Gagavuz kelimesi Gök Oğuz'dan gelmiştir. Oğuz boyuna mensupturlar. 11. yüzyılda Türkistan’dan Balkanlara göçtükleri, Peçeneklerle aynı soydan geldikleri bilinmektedir. 1200’lü yılların ilk yarısından sonra Dobruca’ya yerleştiler. Bu topraklar uzun yıllar Osmanlı yönetiminde kaldı. Türk Ocakları Genel Başkanı Hamdullah Suphi Tanrıöver Bükreş’te büyükelçi olarak görev yaparken Gagavuz Türkleriyle yakından ilgilendi, onlarda Türklük şuurunun gelişmesi için çok çalıştı.

Moldova’da yaşayan Gagavuzlar, Komünizmin baskıları sebebiyle yazılı edebiyatlarını geliştiremediler.
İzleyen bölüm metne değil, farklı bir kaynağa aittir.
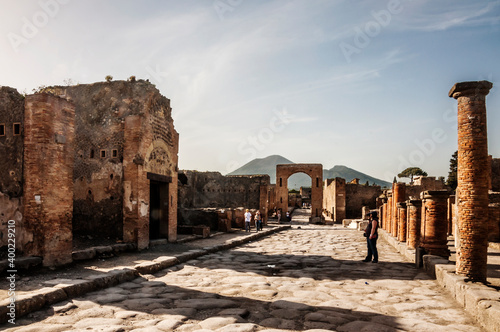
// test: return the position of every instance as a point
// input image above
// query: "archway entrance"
(315, 171)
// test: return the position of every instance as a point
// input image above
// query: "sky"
(357, 83)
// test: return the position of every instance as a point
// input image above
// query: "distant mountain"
(262, 166)
(349, 174)
(268, 166)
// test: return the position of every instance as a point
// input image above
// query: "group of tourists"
(248, 220)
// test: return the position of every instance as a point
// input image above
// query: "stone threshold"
(64, 289)
(481, 301)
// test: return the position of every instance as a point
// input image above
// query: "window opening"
(17, 129)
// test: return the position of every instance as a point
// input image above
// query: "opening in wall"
(17, 129)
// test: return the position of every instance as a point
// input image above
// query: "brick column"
(49, 150)
(414, 217)
(494, 222)
(388, 224)
(402, 222)
(473, 180)
(435, 227)
(451, 201)
(399, 196)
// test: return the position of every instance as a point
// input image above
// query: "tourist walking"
(258, 220)
(248, 219)
(371, 235)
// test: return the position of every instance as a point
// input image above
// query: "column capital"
(470, 89)
(401, 205)
(414, 202)
(435, 194)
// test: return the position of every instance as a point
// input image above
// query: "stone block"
(84, 254)
(474, 296)
(26, 263)
(224, 225)
(203, 231)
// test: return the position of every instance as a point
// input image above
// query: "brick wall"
(48, 174)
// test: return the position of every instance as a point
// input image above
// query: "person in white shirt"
(248, 219)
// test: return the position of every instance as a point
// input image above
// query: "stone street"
(308, 278)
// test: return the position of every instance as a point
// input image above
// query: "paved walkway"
(307, 278)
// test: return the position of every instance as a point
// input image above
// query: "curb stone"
(64, 289)
(481, 301)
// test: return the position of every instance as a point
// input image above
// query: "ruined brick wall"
(495, 174)
(118, 125)
(48, 177)
(212, 189)
(202, 193)
(11, 163)
(334, 199)
(101, 111)
(358, 196)
(424, 183)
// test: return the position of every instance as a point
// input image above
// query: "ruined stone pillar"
(49, 126)
(494, 222)
(435, 228)
(402, 225)
(388, 224)
(451, 202)
(399, 196)
(473, 182)
(414, 217)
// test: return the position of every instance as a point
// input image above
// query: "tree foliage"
(452, 174)
(410, 172)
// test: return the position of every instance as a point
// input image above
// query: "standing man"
(371, 235)
(248, 219)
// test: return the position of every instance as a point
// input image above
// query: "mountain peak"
(268, 164)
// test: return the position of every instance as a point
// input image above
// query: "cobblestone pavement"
(304, 279)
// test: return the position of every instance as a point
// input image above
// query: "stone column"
(451, 201)
(49, 152)
(402, 222)
(388, 224)
(435, 227)
(414, 217)
(399, 196)
(473, 180)
(494, 222)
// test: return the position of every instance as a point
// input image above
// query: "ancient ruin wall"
(495, 174)
(202, 193)
(213, 190)
(11, 162)
(101, 110)
(358, 196)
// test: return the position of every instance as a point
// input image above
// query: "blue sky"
(357, 83)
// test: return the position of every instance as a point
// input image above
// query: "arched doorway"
(315, 171)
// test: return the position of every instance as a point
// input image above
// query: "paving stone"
(214, 323)
(205, 303)
(247, 327)
(95, 321)
(110, 298)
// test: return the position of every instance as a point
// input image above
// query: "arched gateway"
(315, 171)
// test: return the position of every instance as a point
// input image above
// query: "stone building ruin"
(217, 201)
(83, 158)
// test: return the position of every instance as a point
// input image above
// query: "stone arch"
(315, 171)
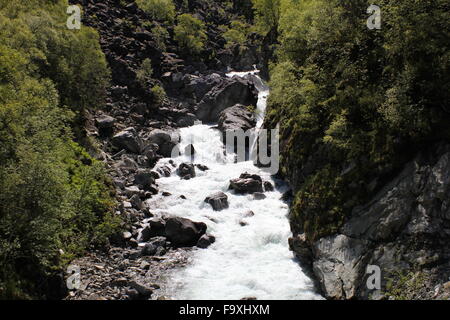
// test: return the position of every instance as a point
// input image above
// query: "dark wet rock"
(200, 86)
(142, 289)
(136, 202)
(247, 183)
(238, 117)
(218, 201)
(151, 153)
(202, 167)
(133, 190)
(227, 94)
(158, 226)
(165, 171)
(129, 140)
(189, 151)
(149, 249)
(184, 232)
(186, 171)
(166, 141)
(287, 196)
(259, 196)
(144, 179)
(243, 223)
(404, 228)
(268, 186)
(186, 120)
(105, 125)
(249, 214)
(205, 241)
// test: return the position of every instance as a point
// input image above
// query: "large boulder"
(129, 140)
(404, 230)
(205, 241)
(227, 94)
(186, 171)
(166, 141)
(105, 125)
(144, 179)
(184, 232)
(236, 117)
(198, 87)
(218, 201)
(247, 183)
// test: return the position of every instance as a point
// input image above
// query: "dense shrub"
(354, 104)
(55, 199)
(161, 10)
(145, 72)
(190, 34)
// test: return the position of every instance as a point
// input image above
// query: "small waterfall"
(251, 256)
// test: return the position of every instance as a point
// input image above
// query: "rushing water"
(245, 261)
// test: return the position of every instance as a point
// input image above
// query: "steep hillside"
(355, 106)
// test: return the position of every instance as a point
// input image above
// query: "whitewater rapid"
(251, 256)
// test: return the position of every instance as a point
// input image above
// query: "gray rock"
(149, 249)
(205, 241)
(404, 227)
(186, 171)
(137, 202)
(105, 122)
(236, 117)
(259, 196)
(268, 186)
(184, 232)
(227, 94)
(128, 140)
(247, 183)
(166, 141)
(218, 201)
(144, 178)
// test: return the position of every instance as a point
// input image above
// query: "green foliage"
(145, 72)
(354, 104)
(190, 34)
(161, 10)
(237, 33)
(161, 36)
(403, 285)
(55, 200)
(267, 14)
(158, 95)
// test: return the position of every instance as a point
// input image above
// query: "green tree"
(161, 10)
(190, 34)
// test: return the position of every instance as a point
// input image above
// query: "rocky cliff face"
(404, 230)
(133, 131)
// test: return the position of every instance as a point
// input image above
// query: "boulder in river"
(166, 141)
(184, 232)
(129, 140)
(226, 94)
(186, 171)
(205, 241)
(144, 179)
(247, 183)
(268, 186)
(218, 201)
(236, 117)
(105, 125)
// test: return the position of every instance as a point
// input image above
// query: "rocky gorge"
(165, 249)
Bu sebeple yazılı kültürleri gelişmedi. Sözlü halk edebiyatı ise; türkü, mâni ve destanlardan oluşur. Bunların çoğu Anadolu'dakilerle benzerlikler gösterir. Gagauz halkı için o türküler, kardeşlerinin yaşadığı uzak diyarlardan râyihalar getiren, serinlikler-ferahlıklar veren tatlı esintilerdi. Anadolu'da: ‘Başım ağrıyor, başım ağrıyor. Başına kurban olayım. Yarın pazara varayım, başına başlık alayım.’ Sözlerini içeren türküyü Gagauzlar, ‘Başım ağriyer…’ diyerek aynı melodi ile söyler. Kerkük'te: ‘Güzellerden üç güzel var sevilir. Biri ana, biri kardaş, biri yâr...’ şeklinde söylenen halk türküsü, Anadolu'muzda da bilinir ve söylenir. Aynı türkü, Gagauzların dilinde; ‘Evimizde üç güzel var seviliyer. ’ diyerek söylenir. Ağır baskılar, ancak bu kadarına imkân veriyordu.
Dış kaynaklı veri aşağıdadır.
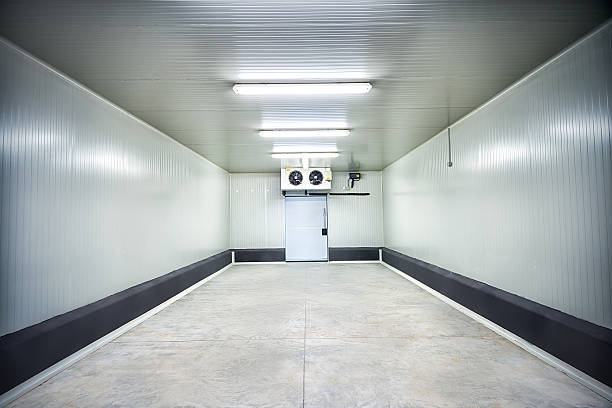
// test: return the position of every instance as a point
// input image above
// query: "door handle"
(324, 230)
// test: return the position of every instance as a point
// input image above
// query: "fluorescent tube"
(304, 155)
(305, 133)
(334, 88)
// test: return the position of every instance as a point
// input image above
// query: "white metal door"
(306, 228)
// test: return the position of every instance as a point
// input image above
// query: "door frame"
(314, 196)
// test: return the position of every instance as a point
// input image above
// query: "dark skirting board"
(353, 254)
(259, 255)
(29, 351)
(583, 345)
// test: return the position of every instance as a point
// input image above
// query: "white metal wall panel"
(356, 220)
(93, 201)
(527, 205)
(257, 211)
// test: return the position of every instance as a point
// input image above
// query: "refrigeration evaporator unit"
(306, 179)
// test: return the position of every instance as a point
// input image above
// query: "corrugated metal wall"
(356, 220)
(258, 211)
(92, 200)
(527, 205)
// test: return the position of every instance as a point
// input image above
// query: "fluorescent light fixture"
(304, 155)
(305, 133)
(334, 88)
(297, 148)
(303, 125)
(302, 75)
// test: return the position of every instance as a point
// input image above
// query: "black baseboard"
(582, 344)
(353, 254)
(259, 255)
(29, 351)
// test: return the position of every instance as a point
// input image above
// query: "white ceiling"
(172, 63)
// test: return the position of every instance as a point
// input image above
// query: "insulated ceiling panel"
(172, 63)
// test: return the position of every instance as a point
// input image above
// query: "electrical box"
(306, 179)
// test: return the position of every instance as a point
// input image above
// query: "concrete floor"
(317, 335)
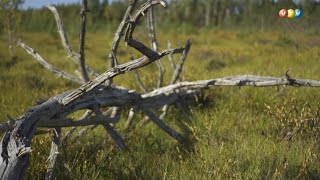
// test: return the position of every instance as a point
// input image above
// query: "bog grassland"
(241, 133)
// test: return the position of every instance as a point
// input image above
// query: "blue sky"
(41, 3)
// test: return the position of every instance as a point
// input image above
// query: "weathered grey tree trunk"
(94, 94)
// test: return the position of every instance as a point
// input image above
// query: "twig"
(54, 153)
(95, 120)
(45, 64)
(129, 119)
(179, 67)
(170, 57)
(129, 66)
(83, 15)
(154, 45)
(65, 42)
(118, 35)
(137, 76)
(177, 72)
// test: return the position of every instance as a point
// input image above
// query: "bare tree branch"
(177, 72)
(170, 57)
(54, 153)
(45, 64)
(83, 14)
(179, 67)
(131, 65)
(65, 42)
(154, 45)
(118, 35)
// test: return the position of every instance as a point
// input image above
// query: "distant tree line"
(193, 13)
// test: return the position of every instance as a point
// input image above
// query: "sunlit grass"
(231, 135)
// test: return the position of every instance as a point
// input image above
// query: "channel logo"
(290, 13)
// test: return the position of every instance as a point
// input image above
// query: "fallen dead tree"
(96, 94)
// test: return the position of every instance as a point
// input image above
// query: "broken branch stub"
(94, 94)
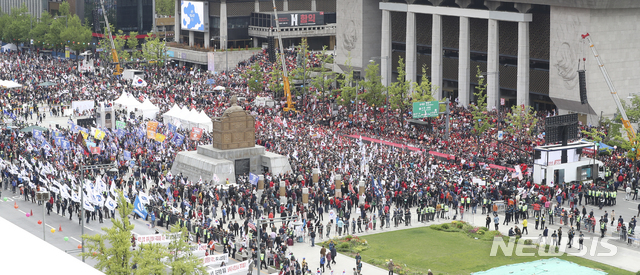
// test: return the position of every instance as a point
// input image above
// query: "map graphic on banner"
(192, 16)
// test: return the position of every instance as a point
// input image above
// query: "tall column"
(523, 64)
(223, 25)
(464, 63)
(176, 29)
(493, 65)
(385, 51)
(436, 56)
(411, 49)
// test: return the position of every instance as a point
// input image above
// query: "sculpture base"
(207, 161)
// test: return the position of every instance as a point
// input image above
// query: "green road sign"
(426, 109)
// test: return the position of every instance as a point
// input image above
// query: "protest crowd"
(421, 174)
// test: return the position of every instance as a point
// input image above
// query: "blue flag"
(253, 178)
(139, 209)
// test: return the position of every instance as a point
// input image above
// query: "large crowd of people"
(399, 181)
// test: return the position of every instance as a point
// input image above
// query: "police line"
(215, 259)
(231, 269)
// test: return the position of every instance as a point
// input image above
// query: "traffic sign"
(426, 109)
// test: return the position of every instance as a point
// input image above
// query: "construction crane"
(285, 77)
(114, 54)
(631, 134)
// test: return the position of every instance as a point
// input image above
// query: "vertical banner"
(196, 133)
(211, 66)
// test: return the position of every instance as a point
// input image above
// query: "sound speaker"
(583, 86)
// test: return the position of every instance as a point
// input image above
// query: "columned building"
(528, 52)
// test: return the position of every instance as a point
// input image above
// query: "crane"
(631, 134)
(114, 54)
(285, 77)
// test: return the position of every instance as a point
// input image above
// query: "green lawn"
(448, 253)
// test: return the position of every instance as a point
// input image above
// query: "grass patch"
(455, 248)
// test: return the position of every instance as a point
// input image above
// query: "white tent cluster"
(127, 101)
(185, 118)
Gagauz milliyetçiliği, 1980'lerin sonlarına kadar daha çok bir aydın hareketi olarak kaldı. Moldova Cumhuriyeti resmî dil olarak Romence'yi kabul edince, ülkedeki etnik gruplar, kültür asimilâsyonunun ağırlaşacağını anladılar. Millî kimliklerine daha bir sıkıca sarılmak ihtiyacını hissettiler. Özellikle Gagauzlar'da milliyetçilik şuuru, halk hareketi hâline dönüştü.

SSCB dağılma sürecine girince, Moldova, 27 Ağustos 1991'de bağımsızlığını ilân etti. Bunun üzerine Gagauzlar, Moldova Anayasası'na ters düşmemek şartıyla, ihtiyaçları olan kanunları yapıp yürürlüğe koyma kararı aldılar.

5 Mart 1995 tarihinde, Özerk Gagauz Yeri Cumhuriyeti'nin sınırlarını tespit maksadıyla referandum yapıldı. 30 yerleşim birimi Gagauz Cumhuriyetine bağlanmayı kabul etti.

Gagauz Yeri Özerk Cumhuriyeti'nin en yüksek organı, Devlet Başkanlığı'dır. Başbakan ve bakanlar ile bütün kamu kuruluşları, başkana bağlıdır. Gagauz Cumhuriyeti'nin resmî dili, Gagauzca, Moldavyaca ve Rusça'dır. Kendi aralarında Türkçe konuşurlar. Konuştukları Türkçeyi, Türkiye’de herkes rahatlıkla anlayabilir, tercümana ihtiyaç hissedilmez.

Gagavuzlar, sevimli ve güzel insanlardır. Onlar, bizim insanlarımızdır.